III.2.  Sobre los requisitos para la tutela del derecho a la vida a través de la acción de libertad

           Al respecto, este Tribunal Constitucional Plurinacional, a través de la SCP 0229/2020-S3 de 13 de julio, citando el entendimiento asumido por la SCP 0273/2018-S1 de 25 de junio, estableció que: « ‘“…en virtud a la tutela que brinda respecto al derecho a la vida y también a la integridad física o personal (art. 64 del Código Procesal Constitucional [CPCo]), la acción de libertad es concebida como una acción esencial y, por lo mismo, debe señalarse que si bien su génesis como garantía jurisdiccional está asociada con la defensa del derecho a la libertad física y personal; no es menos cierto que, dado el carácter primario y básico del derecho a la vida, del cual emergen el resto de los derechos, la acción de libertad también se activa en los casos en que exista un real peligro para éste, aunque no se dé la estrecha vinculación del mismo con la libertad física o personal, en el ámbito clásico del hábeas corpus o acción de libertad instructiva.

           Debe señalarse que esta conclusión, que emerge de la naturaleza del derecho a la vida y de la acción de libertad como un medio inmediato para su defensa, encuentra sustento en la Constitución Política del Estado y en el propio Código Procesal Constitucional. Efectivamente, de acuerdo al art. 125 de la CPE antes glosado, la acción de libertad puede ser presentada por toda persona ‘que considere que su vida está en peligro’, sin condicionar la procedencia de esta acción a la vinculación con el derecho a la libertad física o personal. En igual sentido, el art. 47 del CPCo, señala que la acción de libertad procederá cuando cualquier persona crea que ‘su vida está en peligro’.

           Consecuentemente, las propias normas constitucionales y legales configuran procesalmente a la acción de libertad como un medio para la defensa del derecho a la vida, cuando éste estuviere en peligro y, por lo mismo, no cabe una interpretación restrictiva de esta norma limitando su alcance únicamente a los supuestos en que exista vinculación con el derecho a la libertad física o personal.

           Sin embargo, debe señalarse que, en todo caso, será la parte accionante la que, tratándose del derecho a la vida, asuma la decisión de formular una acción de libertad o de amparo constitucional; empero, también debe dejarse establecido que, es la justicia constitucional la que deberá analizar si realmente se está ante una lesión o peligro directo al derecho a la vida tutelable a través de la acción de libertad, pues su sola enunciación no activa el análisis de fondo de esta acción”’ .

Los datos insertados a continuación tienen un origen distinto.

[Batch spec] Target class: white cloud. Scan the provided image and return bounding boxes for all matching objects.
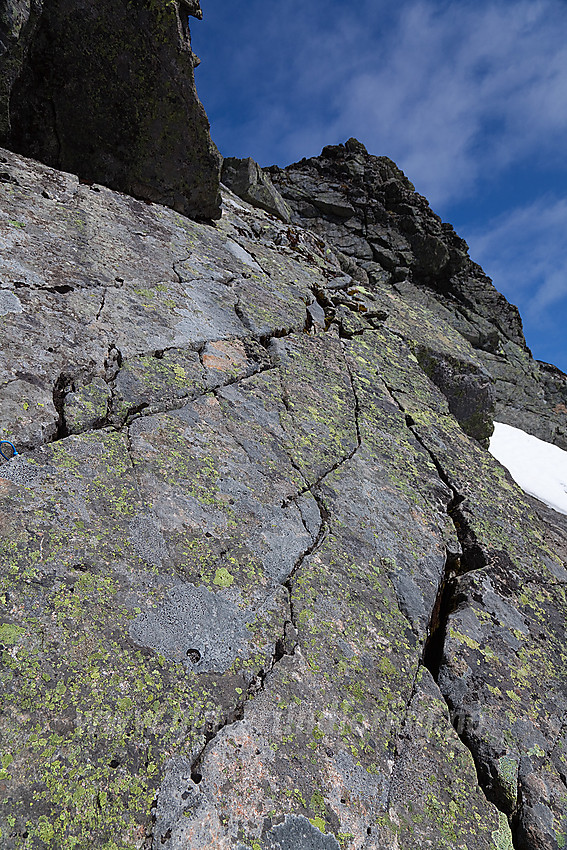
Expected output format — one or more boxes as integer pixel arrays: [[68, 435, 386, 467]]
[[328, 0, 567, 206]]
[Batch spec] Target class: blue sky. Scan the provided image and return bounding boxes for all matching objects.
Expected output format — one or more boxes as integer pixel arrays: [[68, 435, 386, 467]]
[[191, 0, 567, 372]]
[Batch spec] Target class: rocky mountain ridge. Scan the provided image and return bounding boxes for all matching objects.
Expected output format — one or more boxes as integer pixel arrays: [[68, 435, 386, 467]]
[[0, 0, 567, 850]]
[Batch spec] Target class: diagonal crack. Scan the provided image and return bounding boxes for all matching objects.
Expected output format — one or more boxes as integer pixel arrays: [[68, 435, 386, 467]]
[[384, 381, 517, 847]]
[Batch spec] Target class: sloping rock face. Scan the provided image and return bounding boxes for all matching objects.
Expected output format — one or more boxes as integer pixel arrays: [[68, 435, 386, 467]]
[[0, 0, 221, 219], [268, 139, 567, 448], [0, 146, 567, 850], [222, 156, 291, 223]]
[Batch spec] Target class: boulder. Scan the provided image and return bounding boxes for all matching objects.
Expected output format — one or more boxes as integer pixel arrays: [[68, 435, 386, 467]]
[[222, 157, 291, 222]]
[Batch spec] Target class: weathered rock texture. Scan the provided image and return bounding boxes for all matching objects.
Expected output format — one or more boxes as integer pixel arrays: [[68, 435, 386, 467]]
[[222, 156, 291, 223], [0, 0, 221, 219], [268, 139, 567, 448], [0, 142, 567, 850]]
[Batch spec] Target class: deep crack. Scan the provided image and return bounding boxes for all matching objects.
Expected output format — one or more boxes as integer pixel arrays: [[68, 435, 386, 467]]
[[384, 382, 519, 847]]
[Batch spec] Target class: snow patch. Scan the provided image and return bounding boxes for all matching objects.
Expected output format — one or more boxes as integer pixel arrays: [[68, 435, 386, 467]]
[[490, 422, 567, 514]]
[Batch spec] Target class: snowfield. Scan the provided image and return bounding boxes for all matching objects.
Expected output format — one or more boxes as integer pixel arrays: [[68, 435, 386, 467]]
[[490, 422, 567, 514]]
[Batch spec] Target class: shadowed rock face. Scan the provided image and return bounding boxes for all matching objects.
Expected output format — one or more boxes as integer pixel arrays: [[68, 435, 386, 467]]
[[0, 145, 567, 850], [266, 139, 567, 448], [0, 0, 220, 219]]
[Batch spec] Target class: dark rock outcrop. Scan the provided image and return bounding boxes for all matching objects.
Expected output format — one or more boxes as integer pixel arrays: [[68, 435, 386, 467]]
[[0, 0, 221, 219], [267, 139, 567, 448], [0, 142, 567, 850]]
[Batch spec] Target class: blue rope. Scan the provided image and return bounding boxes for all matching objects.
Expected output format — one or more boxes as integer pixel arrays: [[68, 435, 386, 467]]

           Del entendimiento jurisprudencial citado, se concluye que, dado el carácter elemental del derecho a la vida -por constituirse en la condición previa necesaria para la realización y disfrute de todos los demás derechos-, es procedente su protección vía acción de libertad, cuando se advierta una lesión o peligro de afectación; no obstante, su sola enunciación no activa el análisis de fondo de esta acción tutelar; por cuanto, las características singulares que conciernen al resguardo de ese derecho, no eximen a la parte que pretende su tutela de la carga de demostrar los hechos manifestados o mostrar la relevancia del reclamo en directa vinculación con su derecho cuya tutela se busca, en razón a que la justicia constitucional requiere de certidumbre sobre la lesión del derecho invocado para tutelar y protegerlo (en ese mismo sentido las Sentencias Constitucionales Plurinacionales 0278/2018-S1 y 0418/2018-S1), contrastando los hechos denunciados con los elementos fácticos que generen convicción del acto ilegal u omisión indebida, caso contrario se ve imposibilitada de analizar la problemática planteada y en su caso conceder la tutela solicitada» (las negrillas nos corresponden).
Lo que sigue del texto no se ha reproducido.